Steps to Install Gathr and Supported Components

Download the playbook bundle shared by the Gathr team.
Extract the bundle using the following command:
```
tar -xzf GathrBundle.tar.gz
```
Navigate to the Playbook Path:
```
cd /path/to/playbook
```
Open the saxconfig_parameters file with a text editor.

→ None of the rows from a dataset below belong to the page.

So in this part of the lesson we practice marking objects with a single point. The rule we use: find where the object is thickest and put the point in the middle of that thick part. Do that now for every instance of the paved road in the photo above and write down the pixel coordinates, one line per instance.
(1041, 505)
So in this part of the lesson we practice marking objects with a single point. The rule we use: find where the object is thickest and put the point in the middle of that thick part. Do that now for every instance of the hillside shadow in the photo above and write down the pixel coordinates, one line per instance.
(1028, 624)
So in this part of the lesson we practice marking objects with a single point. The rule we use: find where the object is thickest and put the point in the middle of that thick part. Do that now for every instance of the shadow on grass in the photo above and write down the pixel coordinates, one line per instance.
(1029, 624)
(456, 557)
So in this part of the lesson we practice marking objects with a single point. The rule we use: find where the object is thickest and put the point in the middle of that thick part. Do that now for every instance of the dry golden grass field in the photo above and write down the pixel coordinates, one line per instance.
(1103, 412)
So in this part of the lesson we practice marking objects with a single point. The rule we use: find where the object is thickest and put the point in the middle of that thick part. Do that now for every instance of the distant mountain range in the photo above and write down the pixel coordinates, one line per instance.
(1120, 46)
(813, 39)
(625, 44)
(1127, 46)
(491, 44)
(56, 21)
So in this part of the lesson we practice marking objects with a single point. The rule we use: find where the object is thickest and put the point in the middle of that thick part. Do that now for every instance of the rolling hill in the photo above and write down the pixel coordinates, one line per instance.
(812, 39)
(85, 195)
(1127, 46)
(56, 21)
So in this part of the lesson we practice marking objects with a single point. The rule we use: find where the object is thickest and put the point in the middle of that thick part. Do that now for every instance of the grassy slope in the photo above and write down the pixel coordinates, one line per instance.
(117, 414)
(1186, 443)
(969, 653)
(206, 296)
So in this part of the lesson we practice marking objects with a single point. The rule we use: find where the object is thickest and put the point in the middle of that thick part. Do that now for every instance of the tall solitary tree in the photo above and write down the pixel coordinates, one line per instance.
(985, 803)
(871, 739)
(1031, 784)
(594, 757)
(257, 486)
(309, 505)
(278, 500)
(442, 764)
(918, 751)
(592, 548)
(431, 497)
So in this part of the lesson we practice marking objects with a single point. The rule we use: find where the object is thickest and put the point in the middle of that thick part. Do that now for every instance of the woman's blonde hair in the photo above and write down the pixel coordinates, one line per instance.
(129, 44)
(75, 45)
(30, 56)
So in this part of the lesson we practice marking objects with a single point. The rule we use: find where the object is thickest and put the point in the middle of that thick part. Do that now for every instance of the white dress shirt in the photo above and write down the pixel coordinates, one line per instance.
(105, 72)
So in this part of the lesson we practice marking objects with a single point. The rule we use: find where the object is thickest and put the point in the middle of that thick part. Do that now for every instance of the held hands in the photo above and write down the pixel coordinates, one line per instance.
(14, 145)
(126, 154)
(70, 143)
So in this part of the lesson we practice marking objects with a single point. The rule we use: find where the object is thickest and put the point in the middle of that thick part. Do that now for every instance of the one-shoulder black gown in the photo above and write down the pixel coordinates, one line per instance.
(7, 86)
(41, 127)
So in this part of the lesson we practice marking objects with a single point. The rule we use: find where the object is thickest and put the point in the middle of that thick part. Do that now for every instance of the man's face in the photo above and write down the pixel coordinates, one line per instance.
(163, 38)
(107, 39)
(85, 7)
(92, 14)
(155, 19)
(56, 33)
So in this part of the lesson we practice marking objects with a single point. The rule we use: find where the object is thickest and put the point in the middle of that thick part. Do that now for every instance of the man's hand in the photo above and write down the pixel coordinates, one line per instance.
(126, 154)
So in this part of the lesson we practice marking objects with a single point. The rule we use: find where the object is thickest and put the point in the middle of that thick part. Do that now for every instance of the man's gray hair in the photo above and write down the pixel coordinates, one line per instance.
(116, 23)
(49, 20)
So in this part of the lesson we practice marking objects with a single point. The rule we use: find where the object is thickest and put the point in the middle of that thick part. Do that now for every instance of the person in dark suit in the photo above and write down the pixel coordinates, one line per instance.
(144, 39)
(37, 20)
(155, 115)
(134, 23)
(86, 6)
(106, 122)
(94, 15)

Refer comments in the file to modify the configuration properties as required for your environment.
Execute the following command to reload the Ansible variables:
```
./config.sh
```

Execute the playbook with the following command:

export ANSIBLE_DISPLAY_SKIPPED_HOSTS=false
ansible-playbook -i hosts installGathrStack.yml -vv

Post Deployment Validation

Navigate to the Gathr UI using the URL http://<GATHR_HOST>:8090/. When the interface loads, a license agreement page will display:
Check the “I accept” box and click the “Accept” button.
The Upload License page will then be visible:
Upload your valid Gathr license and click “Confirm”.
Proceed by clicking “Continue” on the welcome page:
This will lead you to the Login Page:
Log in using the default superuser credentials:
- Email: super@mailinator.com
- Password: superuser
The deployment of Gathr is now complete.